Sylvia Wilkins serves as the Uintah County economic development director. She says one of the biggest obstacles the county faces is the misconception people and businesses have about the county. They usually picture a barren wasteland near the Colorado border, but that couldn’t be further from the truth—and more people are discovering the recreational, business and workforce advantages to be had in the area.
“Our workforce stays here because they love the recreational activities. They get to do their hobbies alongside their business,” Wilkins says. “They don’t think we have the talent here, but we have lots of skilled individuals. On the other hand, businesses relocate here and think they can pay a lower wage just because we’re in rural Utah.”
To further allay misconceptions, county leaders work with EDCUtah to arrange site visits where they show off the region’s treasures to potential employers looking to locate their business in Uintah.
One jewel in the city’s treasure chest is the Uintah Conference Center, which opened two years ago. Paid for, in part, through the county’s mineral leases, the conference center is a 66,000-square-foot facility that accommodates events with up to 1,600 guests. State organizations host conferences at convention center, like the Uintah Basin Energy Summit held in late August, to bring awareness to the area.
Call centers are also making their way to the county.

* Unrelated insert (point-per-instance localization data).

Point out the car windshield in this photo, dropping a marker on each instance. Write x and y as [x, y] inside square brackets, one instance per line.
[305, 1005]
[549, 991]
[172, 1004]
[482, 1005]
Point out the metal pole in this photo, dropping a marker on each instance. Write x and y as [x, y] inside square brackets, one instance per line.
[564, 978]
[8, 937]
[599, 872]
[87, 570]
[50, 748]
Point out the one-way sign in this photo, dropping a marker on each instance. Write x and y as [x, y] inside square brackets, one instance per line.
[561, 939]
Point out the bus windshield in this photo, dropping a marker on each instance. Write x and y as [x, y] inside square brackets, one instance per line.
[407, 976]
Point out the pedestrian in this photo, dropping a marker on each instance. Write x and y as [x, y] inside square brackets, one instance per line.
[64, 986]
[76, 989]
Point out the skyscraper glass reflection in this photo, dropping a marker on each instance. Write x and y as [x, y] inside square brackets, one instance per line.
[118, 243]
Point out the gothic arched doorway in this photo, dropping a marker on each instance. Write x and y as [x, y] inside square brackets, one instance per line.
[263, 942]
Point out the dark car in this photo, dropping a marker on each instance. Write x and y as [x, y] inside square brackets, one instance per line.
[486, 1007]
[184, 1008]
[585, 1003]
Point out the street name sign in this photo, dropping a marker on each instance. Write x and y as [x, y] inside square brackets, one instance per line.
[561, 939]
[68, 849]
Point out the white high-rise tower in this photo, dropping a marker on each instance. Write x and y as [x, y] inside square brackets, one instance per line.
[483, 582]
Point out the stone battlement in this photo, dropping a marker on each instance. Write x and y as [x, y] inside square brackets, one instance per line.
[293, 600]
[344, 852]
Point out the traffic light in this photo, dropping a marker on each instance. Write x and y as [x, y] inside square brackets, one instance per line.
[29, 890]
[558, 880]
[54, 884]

With high turnover rates along the Wasatch Front, these centers are finding qualified employees who are willing to do the job.
Wilkins says the educated workforce is a boon to incoming businesses. When unemployment rates rise, enrollment in higher education courses and certification training rises, too. This creates employees who are well-trained and versatile with skills that are easily adaptable to a variety of employment opportunities.
“They don’t think we have the talent here, but we have lots of skilled individuals. On the other hand, businesses relocate here and think they can pay a lower wage just because we’re in rural Utah.” – Sylvia Wilkins, economic development director, Uintah County
Hope for the future
Without a close connection to the interstate, and deprived of a railway system, Uintah County relies heavily on trucking to import and export goods. Located between Salt Lake City and Denver, Colo., Uintah County is one of the most active crossroads in Northwest Utah. Robust incentive programs like tax, energy and wage benefits, offered through city and state agencies, encourage business relocation efforts.
In June, the unemployment rate in Vernal was 6.9 percent, more than double the rate of the state. While that’s still high, it’s a big drop from the nearly 12 percent rate in the spring of 2016. As oil prices slowly rise, that gradual uptick brings a cautious optimism to the region that is trying its hardest to recover and create a diverse economy that will sustain its businesses and residents.
“The oil and gas industry is stabilized right now,” Wilkins says. “When it gets to the right price they’ll start producing more. Companies are slowly starting to hire again.”
Everyone’s fingers are crossed that when the next downturn occurs, the county’s efforts to diversify will bear fruit, and its economy won’t go the way of the dinosaurs.